## 1. Introduction

[2] Since the beginning of the Cassini mission in July 2004, the spacecraft has completed more than 130 orbits in a wide variety of geometries in Saturn's magnetosphere. The periapsis distance of thirty-seven of those orbits during the prime mission was closer than Enceladus's orbit at 3.95 Rs. As Cassini continues to orbit in Saturn's magnetosphere and more data are obtained close to the planet in a variety of geometries, our knowledge of Saturn's magnetosphere improves and it is necessary to update earlier models of Saturn's internal magnetic field.

[3] Without accurate knowledge of Saturn's rotation rate, it is not possible to derive an internal magnetic field model that includes non-axial terms. Planetary magnetic field models based on Pioneer and Voyager data [*Davis and Smith*, 1990; *Connerney et al.*, 1984; *Giampieri and Dougherty*, 2004a] as well as initial models based on Cassini data [*Dougherty et al.*, 2005] were necessarily axisymmetric since they were based on a rotation period now thought to be incorrect by several minutes [*Galopeau and Lecacheux*, 2000]. In those models any non-axial field would have been ‘smeared’ over wide range of longitudes reducing its contribution. Subsequent models were constrained to be strictly axisymmetric because of this lack of knowledge [*Burton et al.*, 2009] yet the periodic character of the magnetic field in Saturn's inner magetosphere is evident [*Giampieri et al.*, 2006; *Southwood and Kivelson*, 2007; *Andrews et al.*, 2008].

[4] For Jupiter, given the substantial contribution by non-axial field, a direct method of determining the rate of rotation is possible by examining the periodic variation in the tilt of the magnetic dipole axis [*Russell et al.*, 2001]. Saturn's magnetic field has long been known to have negligible dipole tilt, making this direct determination difficult.
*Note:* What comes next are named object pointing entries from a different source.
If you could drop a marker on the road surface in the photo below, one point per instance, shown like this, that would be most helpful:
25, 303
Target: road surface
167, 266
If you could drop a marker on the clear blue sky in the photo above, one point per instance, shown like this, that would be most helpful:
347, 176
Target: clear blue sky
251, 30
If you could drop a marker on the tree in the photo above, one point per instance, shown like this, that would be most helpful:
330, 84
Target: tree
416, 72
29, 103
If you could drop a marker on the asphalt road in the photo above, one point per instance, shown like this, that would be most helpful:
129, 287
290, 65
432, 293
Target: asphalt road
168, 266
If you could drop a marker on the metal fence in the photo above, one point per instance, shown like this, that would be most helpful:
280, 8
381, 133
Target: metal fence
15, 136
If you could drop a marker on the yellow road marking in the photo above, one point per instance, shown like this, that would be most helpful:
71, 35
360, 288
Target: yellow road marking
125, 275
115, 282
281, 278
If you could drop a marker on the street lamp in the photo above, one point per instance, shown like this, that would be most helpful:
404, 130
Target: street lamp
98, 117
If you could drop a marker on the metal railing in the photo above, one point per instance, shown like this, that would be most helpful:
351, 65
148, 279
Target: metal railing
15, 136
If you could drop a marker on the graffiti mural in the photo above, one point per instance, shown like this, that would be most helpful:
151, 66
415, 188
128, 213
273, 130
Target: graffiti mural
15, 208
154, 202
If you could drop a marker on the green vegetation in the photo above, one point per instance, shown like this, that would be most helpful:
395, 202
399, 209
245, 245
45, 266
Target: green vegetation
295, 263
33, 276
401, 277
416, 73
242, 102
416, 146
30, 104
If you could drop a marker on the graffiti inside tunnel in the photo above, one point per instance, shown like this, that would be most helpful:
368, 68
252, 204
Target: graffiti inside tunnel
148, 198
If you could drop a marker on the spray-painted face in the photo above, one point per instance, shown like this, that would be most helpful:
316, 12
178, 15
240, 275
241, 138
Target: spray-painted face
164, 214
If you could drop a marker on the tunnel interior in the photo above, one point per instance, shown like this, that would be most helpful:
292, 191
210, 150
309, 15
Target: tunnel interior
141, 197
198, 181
[5] Given the high degree of symmetry, less direct methods have been used to estimate Saturn's rotation rate. *Anderson and Schubert* [2007] used a procedure that minimized the wind-induced dynamic heights in the atmosphere to determine a period of 10 hours, 32 minutes, and 35 seconds ± 13 seconds. *Read et al.* [2009] proposed that Saturn's rotation rate can be determined by considering the dynamical stability of the planet's jet streams. They used observational estimates of winds and temperatures to derive a rotation period of 10 hours, 34 minutes, and 13 seconds ± 20 seconds based on a minimization of potential vorticity.

[6] However, even given the uncertainties in rotation period associated with these models (13–20 seconds), knowledge of the planetary longitude is highly uncertain over a short period of time. For an uncertainty of 13 seconds, the planetary longitude is uncertain by 90 degrees over a years time and by almost a full rotation over the four year time span of the Cassini of the prime mission.

[7] In this analysis, using Cassini magnetometer data obtained on all close Saturn flybys, we update the spherical harmonic coefficients for an axisymmetric model of Saturn's internal planetary magnetic field. We also assess the range of possible values of the non-axial coefficients and extent of non-axisymmetry of the magnetic field for plausible planetary rotation rates.